Begegnungen

Natürlich begegne ich auf meinen Fahrten immer irgendwem. Häufig anderen Radfahrer*innen.

Das läuft natürlich meistens ordentlich ab, jedenfalls solange sich alle darüber einig sein wollen, wo rechts und links ist. Das ist aber allermeistens da Fall, so dass es selten zu schwierigen Begegnungen kommt.

Hunde sind schon mal ein Thema. Insbesondere dann, wenn Herrchen oder Frauchen und Hund sich an beiden Seiten der Straße aufhalten. Dann ist häufig nicht gewährleistet, dass nicht jemand doch meine Fahrspur kreuzt. Also gilt es langsam zu fahren und aufzupassen. Ich muss schon unterscheiden zwischen Hunden, die gut dressiert sind und welchen, die das nicht sind. Manchmal versuchen Leute, mit ihren Hunden zu reden wie mit einem Kind, das funktioniert in aller Regel nicht. Wenn ich das mitkriege, schon von weitem, bremse ich lieber ab und mache einen weiten Bogen.

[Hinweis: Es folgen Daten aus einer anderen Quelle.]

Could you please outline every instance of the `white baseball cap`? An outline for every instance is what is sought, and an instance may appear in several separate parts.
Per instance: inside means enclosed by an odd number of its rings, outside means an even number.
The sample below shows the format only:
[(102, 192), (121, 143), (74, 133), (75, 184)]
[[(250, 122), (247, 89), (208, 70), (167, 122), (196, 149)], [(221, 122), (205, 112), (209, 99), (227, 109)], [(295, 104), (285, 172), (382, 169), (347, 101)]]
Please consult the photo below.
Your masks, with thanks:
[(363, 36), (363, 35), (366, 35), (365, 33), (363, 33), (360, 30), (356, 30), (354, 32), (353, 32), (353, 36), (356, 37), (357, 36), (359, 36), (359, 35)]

Gestern Hund und Pferd. Das Hündchen ist hinter dem Pferd fast nicht zu erkennen, war aber definitiv da. Die Situation ist nicht ohne. An der Stelle sieht der Radweg zwar durch die Ausbuchtung auf der linken Seite relativ weit aus, aber im Großen und Ganzen ist er doch eher schmal. Die Reiterin war sich der Gefahr bewusst. Sie drehte das Pferd, nachdem es etwas gescheut hatte, so, dass es mich nicht sehen kommen konnte, also mit dem Kopf in meine Fahrtrichtung. Sie war wohl sehr erfahren und bekam die Situation richtig gut in den Griff. Ich fuhr zügig vorbei und war dann auch froh, als ich ein wenig Abstand gewonnen hatte.